If you can fully wash out a dripping wet cover in 45 seconds, I wanna know your secret. In my experience, 45 seconds will get a pretty good mess going. And my HO's pay for my tools to be used as part of the shop rate. How else to you keep things maintained, and purchase new equipment? And of course they pay for caulk, spackle, bondo, etc. That's all part of materials. The paint store doesn't give that stuff away for free....neither do I!


----------



## Steve Richards (Dec 31, 2010)

A "wash or toss" thread..nice!

I toss mine unless it's a lambswool (which it usually is nowadays).
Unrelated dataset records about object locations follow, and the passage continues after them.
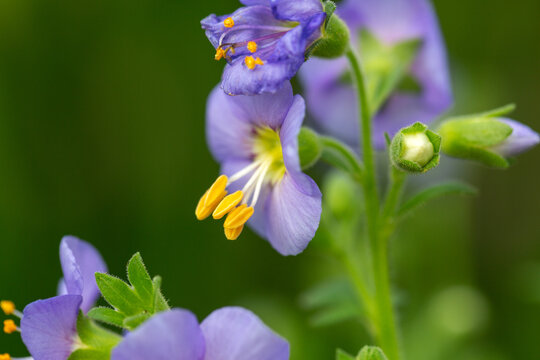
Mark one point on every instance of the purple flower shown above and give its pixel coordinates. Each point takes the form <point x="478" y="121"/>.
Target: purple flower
<point x="229" y="333"/>
<point x="520" y="140"/>
<point x="332" y="101"/>
<point x="255" y="140"/>
<point x="264" y="42"/>
<point x="49" y="327"/>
My ecological footprint's already pretty big, because the EPA makes me send contractor bags full of huge sheets of 6 mill plastic to the dump...only to get run over by a dozer and caught in the early morning breeze, floating aloft like giant clear sails in the sunrise... sprinkling little pieces of lead base paint down upon humanity as they silently float away towards the ocean.
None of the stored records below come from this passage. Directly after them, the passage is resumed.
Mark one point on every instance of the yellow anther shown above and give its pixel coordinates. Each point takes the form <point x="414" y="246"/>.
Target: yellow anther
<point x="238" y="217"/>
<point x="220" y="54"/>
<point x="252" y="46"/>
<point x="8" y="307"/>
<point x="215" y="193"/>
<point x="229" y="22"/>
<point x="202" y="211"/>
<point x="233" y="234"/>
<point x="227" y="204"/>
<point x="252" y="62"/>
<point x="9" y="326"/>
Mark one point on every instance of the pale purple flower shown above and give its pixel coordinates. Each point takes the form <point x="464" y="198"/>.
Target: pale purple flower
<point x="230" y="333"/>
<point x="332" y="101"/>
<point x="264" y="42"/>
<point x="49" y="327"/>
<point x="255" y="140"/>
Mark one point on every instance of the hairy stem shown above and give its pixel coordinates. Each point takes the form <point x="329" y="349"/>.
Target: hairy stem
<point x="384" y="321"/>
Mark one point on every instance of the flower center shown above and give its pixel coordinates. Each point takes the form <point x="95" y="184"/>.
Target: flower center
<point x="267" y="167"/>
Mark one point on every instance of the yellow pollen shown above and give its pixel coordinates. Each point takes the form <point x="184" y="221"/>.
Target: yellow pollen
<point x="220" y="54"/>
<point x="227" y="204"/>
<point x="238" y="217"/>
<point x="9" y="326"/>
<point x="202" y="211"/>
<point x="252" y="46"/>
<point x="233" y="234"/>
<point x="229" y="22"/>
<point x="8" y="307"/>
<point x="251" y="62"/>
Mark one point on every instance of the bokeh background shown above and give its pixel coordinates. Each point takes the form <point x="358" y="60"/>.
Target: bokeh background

A few roller sleeves isn't going to make a whole lot of difference.


----------



## CApainter (Jun 29, 2007)

lilpaintchic said:


> EXACTLY!! my paint store guys love me....used 3 of them in about 45 minutes today. 3 different colors, 3 walls. i love tray liners and new covers. i buy em in bulk and toss em with the rest of the trash. HO pays for them anyway...
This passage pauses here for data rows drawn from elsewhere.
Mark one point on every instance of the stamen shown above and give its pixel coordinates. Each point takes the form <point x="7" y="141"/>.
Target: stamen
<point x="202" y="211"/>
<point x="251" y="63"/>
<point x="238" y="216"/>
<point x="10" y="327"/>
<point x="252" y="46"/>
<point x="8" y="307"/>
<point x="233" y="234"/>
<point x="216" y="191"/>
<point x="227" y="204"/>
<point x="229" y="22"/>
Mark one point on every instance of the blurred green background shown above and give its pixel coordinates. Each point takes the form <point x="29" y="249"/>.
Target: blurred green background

I would have never guessed you to be a tray painter. I thought all West Coast painters worked out of fives.


----------



## Seth The Painter (Jun 24, 2015)

Customers pay for everything! That's how I roll I put everything I need in the bid and then some.


----------



## chrisn (Jul 15, 2007)

lilpaintchic said:


> If you can fully wash out a dripping wet cover in 45 seconds, I wanna know your secret. In my experience, 45 seconds will get a pretty good mess going. And my HO's pay for my tools to be used as part of the shop rate. How else to you keep things maintained, and purchase new equipment? And of course they pay for caulk, spackle, bondo, etc. That's all part of materials. The paint store doesn't give that stuff away for free....neither do I!


I use a roller washer thingy I bought at the PPG store years ago. You hook it up to a sink(at MY house) slip the sleeve in the tube, seal it up and turn on the water. 45 seconds later, a clean sleeve.


----------



## PRC (Aug 28, 2014)

chrisn said:


> I use a roller washer thingy I bought at the PPG store years ago. You hook it up to a sink(at MY house) slip the sleeve in the tube, seal it up and turn on the water. 45 seconds later, a clean sleeve.


Any link to this device?


----------



## Epoxy Pro (Oct 7, 2012)

I never wash roller pads. The cost for new ones is added into each estimate. Plus with all the other crap I have to do cleaning a roller pad is dead last on my to do list.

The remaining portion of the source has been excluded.